Having held in October, the S&P CoreLogic Case-Shiller Index for single-family home values within the San Francisco Metropolitan Area – which includes the East Bay, North Bay and Peninsula – inched up 0.6 percent in November for a year-over-year gain of 18.2 percent, which was down 3.7 points from July and 0.6 percentage points below the national average.
At a more granular level, the index for the least expensive third of the Bay Area market inched up 0.3 percent in November for a year-over-year gain of 17.0 percent, which was down from 23.0 percent in July; the index for the middle tier of the market inched up 0.6 percent in November for a year-over-year gain of 17.7 percent, down from 22.4 percent in July; and the index for the top third of the market inched up 0.6 percent for a year-over-year gain of 18.8 percent, which was down from a 21.0 percent gain in July.

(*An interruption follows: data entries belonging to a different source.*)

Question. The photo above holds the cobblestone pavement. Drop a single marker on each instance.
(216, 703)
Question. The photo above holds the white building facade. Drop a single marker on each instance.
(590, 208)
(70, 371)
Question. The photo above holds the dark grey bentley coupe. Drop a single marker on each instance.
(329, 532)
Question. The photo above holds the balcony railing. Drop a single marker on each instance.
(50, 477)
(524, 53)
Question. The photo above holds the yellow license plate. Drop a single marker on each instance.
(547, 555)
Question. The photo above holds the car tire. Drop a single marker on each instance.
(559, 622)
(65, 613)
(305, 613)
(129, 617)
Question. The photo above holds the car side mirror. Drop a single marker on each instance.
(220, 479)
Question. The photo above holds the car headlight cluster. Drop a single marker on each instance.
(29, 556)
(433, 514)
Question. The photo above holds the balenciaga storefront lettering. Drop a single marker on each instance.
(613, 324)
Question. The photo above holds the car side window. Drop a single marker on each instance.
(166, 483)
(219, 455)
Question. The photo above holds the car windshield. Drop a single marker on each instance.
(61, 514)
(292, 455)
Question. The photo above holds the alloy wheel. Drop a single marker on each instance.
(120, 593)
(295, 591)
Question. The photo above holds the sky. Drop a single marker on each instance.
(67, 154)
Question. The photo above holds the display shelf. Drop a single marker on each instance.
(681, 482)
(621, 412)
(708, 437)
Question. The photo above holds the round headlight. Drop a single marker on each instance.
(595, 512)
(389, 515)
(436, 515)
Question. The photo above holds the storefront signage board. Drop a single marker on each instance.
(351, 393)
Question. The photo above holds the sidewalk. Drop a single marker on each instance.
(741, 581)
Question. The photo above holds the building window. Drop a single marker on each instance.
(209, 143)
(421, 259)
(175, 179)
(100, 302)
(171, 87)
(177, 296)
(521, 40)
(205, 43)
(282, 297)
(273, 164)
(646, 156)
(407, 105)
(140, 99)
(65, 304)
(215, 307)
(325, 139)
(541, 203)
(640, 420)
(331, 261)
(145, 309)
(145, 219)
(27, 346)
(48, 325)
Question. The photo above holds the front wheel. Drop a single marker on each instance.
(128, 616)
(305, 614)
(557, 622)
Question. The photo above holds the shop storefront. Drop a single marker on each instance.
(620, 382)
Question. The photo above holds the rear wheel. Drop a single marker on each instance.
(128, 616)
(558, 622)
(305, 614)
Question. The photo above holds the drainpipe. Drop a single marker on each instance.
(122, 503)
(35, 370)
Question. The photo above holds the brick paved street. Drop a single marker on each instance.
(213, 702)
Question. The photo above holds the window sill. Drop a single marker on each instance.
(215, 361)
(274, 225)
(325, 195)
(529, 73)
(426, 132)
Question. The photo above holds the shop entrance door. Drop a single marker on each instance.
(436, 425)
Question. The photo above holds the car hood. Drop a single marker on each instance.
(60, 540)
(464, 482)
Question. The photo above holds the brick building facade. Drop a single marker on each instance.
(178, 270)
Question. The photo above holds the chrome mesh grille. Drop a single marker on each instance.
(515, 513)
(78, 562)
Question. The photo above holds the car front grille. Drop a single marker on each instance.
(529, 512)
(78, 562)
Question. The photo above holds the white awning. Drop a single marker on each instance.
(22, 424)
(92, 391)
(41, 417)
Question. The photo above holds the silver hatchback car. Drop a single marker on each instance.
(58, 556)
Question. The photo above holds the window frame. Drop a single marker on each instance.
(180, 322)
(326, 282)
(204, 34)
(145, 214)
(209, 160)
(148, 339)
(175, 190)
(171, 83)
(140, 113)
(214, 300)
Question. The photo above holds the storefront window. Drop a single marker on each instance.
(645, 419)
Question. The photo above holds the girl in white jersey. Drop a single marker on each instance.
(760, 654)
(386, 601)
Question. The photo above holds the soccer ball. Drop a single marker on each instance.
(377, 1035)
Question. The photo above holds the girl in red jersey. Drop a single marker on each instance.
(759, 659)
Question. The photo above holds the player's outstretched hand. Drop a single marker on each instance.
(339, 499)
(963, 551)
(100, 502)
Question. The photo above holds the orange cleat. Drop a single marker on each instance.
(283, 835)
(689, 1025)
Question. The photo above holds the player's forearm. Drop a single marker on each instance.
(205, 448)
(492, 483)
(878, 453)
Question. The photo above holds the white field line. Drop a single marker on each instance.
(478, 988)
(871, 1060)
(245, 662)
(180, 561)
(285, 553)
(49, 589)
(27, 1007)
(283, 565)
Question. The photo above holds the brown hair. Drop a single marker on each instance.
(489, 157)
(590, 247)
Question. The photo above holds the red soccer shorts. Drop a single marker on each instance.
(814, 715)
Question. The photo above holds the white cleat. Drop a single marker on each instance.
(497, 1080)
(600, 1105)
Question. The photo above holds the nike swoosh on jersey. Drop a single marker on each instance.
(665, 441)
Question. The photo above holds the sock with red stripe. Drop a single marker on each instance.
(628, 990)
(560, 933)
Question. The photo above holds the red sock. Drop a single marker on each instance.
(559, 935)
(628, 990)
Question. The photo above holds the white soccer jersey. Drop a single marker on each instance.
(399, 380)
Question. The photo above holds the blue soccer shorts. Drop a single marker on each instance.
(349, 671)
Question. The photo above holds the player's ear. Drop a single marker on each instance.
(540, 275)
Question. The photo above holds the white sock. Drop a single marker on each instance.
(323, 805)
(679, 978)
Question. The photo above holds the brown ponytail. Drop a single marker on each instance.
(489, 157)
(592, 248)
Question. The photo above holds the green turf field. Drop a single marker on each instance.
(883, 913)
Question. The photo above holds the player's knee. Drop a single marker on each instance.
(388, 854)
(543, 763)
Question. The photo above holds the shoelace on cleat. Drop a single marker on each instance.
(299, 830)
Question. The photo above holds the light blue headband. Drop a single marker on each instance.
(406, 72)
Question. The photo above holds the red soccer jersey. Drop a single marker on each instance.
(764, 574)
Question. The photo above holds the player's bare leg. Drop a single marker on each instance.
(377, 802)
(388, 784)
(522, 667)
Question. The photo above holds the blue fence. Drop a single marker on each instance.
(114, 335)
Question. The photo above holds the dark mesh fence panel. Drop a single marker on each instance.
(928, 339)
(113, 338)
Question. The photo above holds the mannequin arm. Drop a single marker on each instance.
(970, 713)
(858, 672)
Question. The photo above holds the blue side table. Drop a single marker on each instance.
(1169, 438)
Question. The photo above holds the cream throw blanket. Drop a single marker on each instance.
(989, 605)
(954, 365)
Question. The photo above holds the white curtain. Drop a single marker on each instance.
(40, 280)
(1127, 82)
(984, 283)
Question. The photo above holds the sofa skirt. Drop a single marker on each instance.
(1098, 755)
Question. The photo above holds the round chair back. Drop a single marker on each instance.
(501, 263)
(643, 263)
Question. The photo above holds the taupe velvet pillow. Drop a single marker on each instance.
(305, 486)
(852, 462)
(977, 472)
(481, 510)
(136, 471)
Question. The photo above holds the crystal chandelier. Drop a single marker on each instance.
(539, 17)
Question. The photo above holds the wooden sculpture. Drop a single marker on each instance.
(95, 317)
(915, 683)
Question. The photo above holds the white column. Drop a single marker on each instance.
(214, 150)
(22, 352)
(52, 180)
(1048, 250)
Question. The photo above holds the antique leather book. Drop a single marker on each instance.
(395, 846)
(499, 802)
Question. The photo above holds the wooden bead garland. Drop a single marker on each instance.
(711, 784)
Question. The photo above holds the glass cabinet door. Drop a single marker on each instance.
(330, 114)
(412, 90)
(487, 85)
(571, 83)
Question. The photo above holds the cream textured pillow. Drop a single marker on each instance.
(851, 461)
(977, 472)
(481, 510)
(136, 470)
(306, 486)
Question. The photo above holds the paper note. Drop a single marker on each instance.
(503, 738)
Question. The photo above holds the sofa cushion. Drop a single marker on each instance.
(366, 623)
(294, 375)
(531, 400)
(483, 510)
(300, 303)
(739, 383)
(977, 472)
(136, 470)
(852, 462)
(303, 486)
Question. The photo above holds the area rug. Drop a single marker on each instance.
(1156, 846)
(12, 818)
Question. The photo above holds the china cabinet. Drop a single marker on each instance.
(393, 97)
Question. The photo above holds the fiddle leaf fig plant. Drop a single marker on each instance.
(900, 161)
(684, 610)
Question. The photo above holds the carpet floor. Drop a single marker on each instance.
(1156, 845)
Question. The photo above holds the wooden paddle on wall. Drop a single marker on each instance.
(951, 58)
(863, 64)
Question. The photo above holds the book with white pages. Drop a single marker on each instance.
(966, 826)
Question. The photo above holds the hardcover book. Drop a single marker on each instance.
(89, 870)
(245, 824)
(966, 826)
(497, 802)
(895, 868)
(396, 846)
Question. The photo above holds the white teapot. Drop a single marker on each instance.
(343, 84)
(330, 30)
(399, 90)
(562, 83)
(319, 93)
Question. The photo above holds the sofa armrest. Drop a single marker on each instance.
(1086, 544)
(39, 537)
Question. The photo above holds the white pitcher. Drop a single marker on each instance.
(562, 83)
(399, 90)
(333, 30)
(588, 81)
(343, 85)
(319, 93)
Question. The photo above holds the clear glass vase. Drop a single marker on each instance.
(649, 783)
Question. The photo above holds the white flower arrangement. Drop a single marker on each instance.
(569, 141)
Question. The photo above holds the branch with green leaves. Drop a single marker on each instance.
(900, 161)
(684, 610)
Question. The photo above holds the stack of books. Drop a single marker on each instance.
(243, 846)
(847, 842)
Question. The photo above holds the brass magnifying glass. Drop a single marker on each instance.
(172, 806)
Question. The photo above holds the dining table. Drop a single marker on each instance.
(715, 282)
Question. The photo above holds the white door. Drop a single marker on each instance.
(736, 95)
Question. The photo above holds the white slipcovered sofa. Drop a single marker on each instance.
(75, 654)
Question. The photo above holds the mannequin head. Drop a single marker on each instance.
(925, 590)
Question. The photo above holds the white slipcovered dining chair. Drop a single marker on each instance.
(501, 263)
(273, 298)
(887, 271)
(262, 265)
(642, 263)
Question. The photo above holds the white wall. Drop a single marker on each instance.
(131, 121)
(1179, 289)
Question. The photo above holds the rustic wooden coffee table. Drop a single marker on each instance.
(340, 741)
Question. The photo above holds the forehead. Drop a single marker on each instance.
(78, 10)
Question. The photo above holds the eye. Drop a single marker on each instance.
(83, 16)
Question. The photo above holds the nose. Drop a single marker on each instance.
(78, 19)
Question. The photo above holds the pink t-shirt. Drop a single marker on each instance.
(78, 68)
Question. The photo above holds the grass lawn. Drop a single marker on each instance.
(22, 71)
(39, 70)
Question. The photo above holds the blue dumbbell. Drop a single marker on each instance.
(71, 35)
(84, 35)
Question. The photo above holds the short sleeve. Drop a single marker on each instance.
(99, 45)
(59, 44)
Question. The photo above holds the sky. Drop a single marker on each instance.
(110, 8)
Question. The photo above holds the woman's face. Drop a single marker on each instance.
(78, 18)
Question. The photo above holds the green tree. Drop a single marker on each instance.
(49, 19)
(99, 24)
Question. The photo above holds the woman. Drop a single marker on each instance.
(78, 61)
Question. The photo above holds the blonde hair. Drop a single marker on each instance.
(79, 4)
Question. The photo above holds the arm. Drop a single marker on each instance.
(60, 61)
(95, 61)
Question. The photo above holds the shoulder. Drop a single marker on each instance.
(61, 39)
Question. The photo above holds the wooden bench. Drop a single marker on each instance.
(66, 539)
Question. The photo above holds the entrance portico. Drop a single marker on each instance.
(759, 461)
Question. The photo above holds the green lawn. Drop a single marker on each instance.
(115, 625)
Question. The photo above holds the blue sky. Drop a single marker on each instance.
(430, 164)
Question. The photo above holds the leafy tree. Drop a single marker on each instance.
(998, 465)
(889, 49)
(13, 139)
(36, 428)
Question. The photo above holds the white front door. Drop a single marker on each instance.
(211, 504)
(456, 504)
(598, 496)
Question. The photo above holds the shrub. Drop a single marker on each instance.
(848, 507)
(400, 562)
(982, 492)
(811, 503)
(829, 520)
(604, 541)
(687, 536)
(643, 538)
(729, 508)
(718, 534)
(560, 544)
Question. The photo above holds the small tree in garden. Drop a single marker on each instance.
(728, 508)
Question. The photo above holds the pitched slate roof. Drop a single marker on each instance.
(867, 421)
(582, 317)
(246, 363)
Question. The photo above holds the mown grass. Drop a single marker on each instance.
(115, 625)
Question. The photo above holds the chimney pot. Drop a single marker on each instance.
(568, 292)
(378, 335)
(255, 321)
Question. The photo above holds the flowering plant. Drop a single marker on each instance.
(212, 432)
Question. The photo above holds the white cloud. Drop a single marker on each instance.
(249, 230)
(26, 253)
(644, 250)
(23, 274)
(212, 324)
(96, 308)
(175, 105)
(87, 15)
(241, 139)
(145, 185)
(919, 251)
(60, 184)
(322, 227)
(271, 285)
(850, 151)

At the same time, the index for Bay Area condo values, which remains a leading indicator for the market as a whole, slipped 0.3 percent in November for a year-over-year gain of 7.7 percent (versus 13.4 percent, 2.7 percent and 5.4 percent in Los Angeles, Chicago and New York respectively).
And nationally, Phoenix still leads the way in terms of indexed home price gains, having increased by 32.2 percent over the past year, followed by Tampa (up 29.0 percent) and Miami (up 26.6 percent), with an average indexed gain of 18.8 percent, having ticked down from 20.0 percent in August and slipped from 19.0 percent the month before.
Our standard SocketSite S&P/Case-Shiller footnote: The S&P/Case-Shiller home price indices include San Francisco, San Mateo, Marin, Contra Costa and Alameda in the “San Francisco” index (i.e., greater MSA) and are imperfect in factoring out changes in property values due to improvements versus appreciation (although they try their best).